13C-NMR: δ: 172.2 (CON); 158.6,151.2,138.1,133.9,127.4,115.6 (phenyl ring quaternary carbons); 128.5,127.4,124.5,118.5,108.6,102.2 (phenyl ring tertiary carbons); 67.8,58.1,53.2,51.3,31.0,27.2,24.5,23.4 (the secondary carbon of phenyl ring); Wherein 53.2,51.3 is four carbon on the piperazine ring.
Embodiment 2-6:
7-hydroxyl-3,4-dihydro-quinoline-2-one--1, the preparation of 4-two bromo-2-butylene (D)
With 7-hydroxyl-3,4-dihydro-quinoline-2-one-(C), 1,4-dibromo 2-butylene (F) is dissolved in the following solvent, adopts corresponding disacidify agent respectively, the heat tracing reaction, reaction finishes, and obtains product (D) behind aftertreatment, recrystallization.See Table 1:
Example solvent disacidify agent temperature (℃) time (h) yield (%)

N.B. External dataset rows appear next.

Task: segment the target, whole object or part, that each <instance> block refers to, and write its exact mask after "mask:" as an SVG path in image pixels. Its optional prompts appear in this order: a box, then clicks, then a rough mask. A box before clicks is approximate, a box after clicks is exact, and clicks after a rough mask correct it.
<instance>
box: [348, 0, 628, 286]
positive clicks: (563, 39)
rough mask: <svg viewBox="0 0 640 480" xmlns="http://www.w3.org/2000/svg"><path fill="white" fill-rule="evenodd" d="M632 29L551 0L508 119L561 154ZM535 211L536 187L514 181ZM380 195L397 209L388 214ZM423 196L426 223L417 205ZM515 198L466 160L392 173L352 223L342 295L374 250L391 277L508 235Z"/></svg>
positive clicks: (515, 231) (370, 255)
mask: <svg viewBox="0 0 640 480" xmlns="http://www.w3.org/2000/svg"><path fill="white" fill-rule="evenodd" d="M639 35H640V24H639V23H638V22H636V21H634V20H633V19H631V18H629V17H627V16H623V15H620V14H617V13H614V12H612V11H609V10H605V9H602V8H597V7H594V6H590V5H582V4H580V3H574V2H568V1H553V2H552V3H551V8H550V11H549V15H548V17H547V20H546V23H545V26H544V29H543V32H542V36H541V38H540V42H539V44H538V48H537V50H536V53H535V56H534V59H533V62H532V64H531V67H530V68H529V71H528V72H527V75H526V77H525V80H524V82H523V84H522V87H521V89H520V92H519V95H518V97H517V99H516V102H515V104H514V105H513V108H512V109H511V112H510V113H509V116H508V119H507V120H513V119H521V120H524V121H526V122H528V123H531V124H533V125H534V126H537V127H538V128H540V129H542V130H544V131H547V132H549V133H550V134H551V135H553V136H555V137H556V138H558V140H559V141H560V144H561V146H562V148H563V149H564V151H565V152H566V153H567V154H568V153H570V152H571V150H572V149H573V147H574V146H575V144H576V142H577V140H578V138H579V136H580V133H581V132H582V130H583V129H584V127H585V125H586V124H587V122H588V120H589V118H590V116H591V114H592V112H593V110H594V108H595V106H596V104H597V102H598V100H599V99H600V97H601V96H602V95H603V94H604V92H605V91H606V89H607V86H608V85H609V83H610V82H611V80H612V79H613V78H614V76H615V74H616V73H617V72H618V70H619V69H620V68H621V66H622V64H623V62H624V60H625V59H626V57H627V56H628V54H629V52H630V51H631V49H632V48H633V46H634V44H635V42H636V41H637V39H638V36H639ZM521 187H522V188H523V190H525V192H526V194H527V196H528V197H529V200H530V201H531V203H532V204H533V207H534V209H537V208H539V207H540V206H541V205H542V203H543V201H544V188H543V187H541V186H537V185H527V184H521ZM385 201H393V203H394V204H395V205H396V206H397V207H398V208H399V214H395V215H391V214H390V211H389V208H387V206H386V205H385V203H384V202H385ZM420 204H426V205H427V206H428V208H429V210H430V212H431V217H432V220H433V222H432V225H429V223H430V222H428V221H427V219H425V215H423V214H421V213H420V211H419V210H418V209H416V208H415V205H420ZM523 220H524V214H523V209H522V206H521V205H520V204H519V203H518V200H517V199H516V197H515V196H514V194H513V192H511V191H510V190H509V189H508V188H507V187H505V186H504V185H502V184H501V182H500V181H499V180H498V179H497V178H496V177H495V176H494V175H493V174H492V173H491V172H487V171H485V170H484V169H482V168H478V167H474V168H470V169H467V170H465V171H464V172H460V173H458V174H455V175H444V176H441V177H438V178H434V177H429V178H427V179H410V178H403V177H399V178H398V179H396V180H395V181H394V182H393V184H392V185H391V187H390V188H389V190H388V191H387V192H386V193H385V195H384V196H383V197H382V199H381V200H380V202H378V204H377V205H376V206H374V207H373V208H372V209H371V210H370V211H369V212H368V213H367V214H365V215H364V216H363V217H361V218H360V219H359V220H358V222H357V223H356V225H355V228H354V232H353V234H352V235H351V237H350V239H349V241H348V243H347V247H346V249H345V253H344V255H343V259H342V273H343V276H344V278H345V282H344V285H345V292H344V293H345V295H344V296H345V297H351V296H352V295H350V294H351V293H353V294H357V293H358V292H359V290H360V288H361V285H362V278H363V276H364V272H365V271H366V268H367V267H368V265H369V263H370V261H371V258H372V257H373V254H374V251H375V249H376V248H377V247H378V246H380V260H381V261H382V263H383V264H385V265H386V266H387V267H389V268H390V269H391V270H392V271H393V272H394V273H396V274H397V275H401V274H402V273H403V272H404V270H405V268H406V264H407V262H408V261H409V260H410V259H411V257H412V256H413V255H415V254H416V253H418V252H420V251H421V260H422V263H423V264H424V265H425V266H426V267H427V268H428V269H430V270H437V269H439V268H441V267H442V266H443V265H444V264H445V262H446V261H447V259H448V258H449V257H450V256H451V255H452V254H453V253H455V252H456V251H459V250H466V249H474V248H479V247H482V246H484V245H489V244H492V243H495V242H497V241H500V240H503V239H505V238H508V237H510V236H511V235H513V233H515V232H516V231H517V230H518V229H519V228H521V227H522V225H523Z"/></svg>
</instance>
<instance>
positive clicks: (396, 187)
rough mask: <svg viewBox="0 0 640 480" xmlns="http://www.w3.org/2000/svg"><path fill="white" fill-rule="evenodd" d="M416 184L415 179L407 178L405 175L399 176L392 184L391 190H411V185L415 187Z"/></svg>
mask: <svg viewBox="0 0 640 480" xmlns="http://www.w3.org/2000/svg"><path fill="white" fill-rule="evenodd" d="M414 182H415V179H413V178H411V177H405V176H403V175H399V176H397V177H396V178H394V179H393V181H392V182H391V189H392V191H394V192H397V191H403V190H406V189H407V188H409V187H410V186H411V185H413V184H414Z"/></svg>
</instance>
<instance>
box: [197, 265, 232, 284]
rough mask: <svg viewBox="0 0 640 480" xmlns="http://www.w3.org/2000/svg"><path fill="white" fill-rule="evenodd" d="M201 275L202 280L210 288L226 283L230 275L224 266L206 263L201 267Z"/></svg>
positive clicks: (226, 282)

2 tetrahydrofuran (THF) potassium hydroxide 60 4 61.5
3 ethanol triethylamines 11 0 166
4 propyl carbinol sodium bicarbonates 50 6 44.3
5 N, dinethylformamide sodium hydride 45 3.5 68
6 dimethyl sulfoxide (DMSO) salt of wormwood 75 6 54.8
Embodiment 7-11:
7-[4-[4-(2, the 3-dichlorophenyl)-1-piperazine]-2-butylene oxygen base]-3, the preparation of 4-dihydro-2-(1H)-quinolinone (A)
With raw material 7-(4-bromo-2-butylene oxygen base)-3,4-dihydro-quinoline-2-one-(D), 1-(2, the 3-dichlorophenyl)-piperazine (E) are dissolved in the following solvent, adopt corresponding disacidify agent respectively, the heat tracing reaction, reaction finishes, and obtains product (A) behind aftertreatment, recrystallization.See Table 2:
Example solvent disacidify agent temperature (℃) time (h) yield (%)
7 dioxane potassium hydroxide 120 8 72.3
8 toluene triethylamines 110 12 70.8
9 Virahol potassium hydroxide 70 10 61.6
10 N, dinethylformamide salt of wormwood 120 6 73.5
11 dimethyl sulfoxide (DMSO) sodium hydrides 70 6 75.4
Embodiment 12-16:
7-[4-[4-(2, the 3-dichlorophenyl)-1-piperazinyl] butoxy]-3, the preparation of 4-dihydro-2 (1H)-quinolinone (Aripiprazole)
With raw material 7-[4-[4-(2, the 3-dichlorophenyl)-the 1-piperazine]-2-butylene oxygen base]-3,4-dihydro (1H)-quinoline-2-one-(A) is dissolved in the following solvent, adopts following catalyst hydrogenation replacement(metathesis)reaction respectively, reaction finishes, and obtains product behind aftertreatment, recrystallization.See Table 3:
Example solvent catalyst temperature (℃) time (h) yield (%)
12 tetrahydrofuran (THF) Pa/C 60 10 75.5
13 ethyl acetate Raney Ni 55 9 71.1
14 Virahol Raney Ni 25 12 78.3
15 N, dinethylformamide Pa/C 45 8 78.6
16 acetic acid Pa/C 25 10 85.6
Embodiment 17:
7-[4-[4-(2, the 3-dichlorophenyl)-1-piperazine]-2-butylene oxygen base]-3, the preparation of 4-dihydro-2-(1H)-quinolinone hydrochloride
With 1g (2.24mmol) 7-[4-[4-(2, the 3-dichlorophenyl)-the 1-piperazine]-2-butylene oxygen base]-3,4-dihydro-2-(1H)-quinolinone (A) is dissolved in the 10ml methyl alcohol, stirs down, and slowly the dripping hydrochloric acid ethanolic soln makes pH=4, freezing and crystallizing, suction filtration, drying obtains white crystals 0.93g, yield: 86%, mp:141-151 ℃ (decomposition).
With the hydrochloride reference example 1 described method for preparing Aripiprazole of above-mentioned (A) that obtains, after reduction reaction (strengthening in case of necessity, the amount of solvent) finishes, reaction solution is concentrated, alkalizes, extracts, dry, concentrated, freezing, crystallization makes Aripiprazole after suction filtration, the drying.
Embodiment 18:
7-[4-[4-(2, the 3-dichlorophenyl)-1-piperazine]-2-butylene oxygen base]-3, the preparation of 4-dihydro-2-(1H)-quinolinone maleate
With 1g (2.24mmol) 7-[4-[4-(2, the 3-dichlorophenyl)-the 1-piperazine]-2-butylene oxygen base]-3,4-dihydro-2-(1H)-quinolinone (A) is dissolved in the 10ml methyl alcohol, stirs down, slowly drips the toxilic acid methanol solution and makes pH=4, freezing and crystallizing, suction filtration, drying obtains white crystals 1.1g, yield: 87.3%, mp:124-131 ℃ (decomposition).
The maleate of above-mentioned (A) that obtains is made Aripiprazole according to the embodiment 17 described methods that prepare Aripiprazole.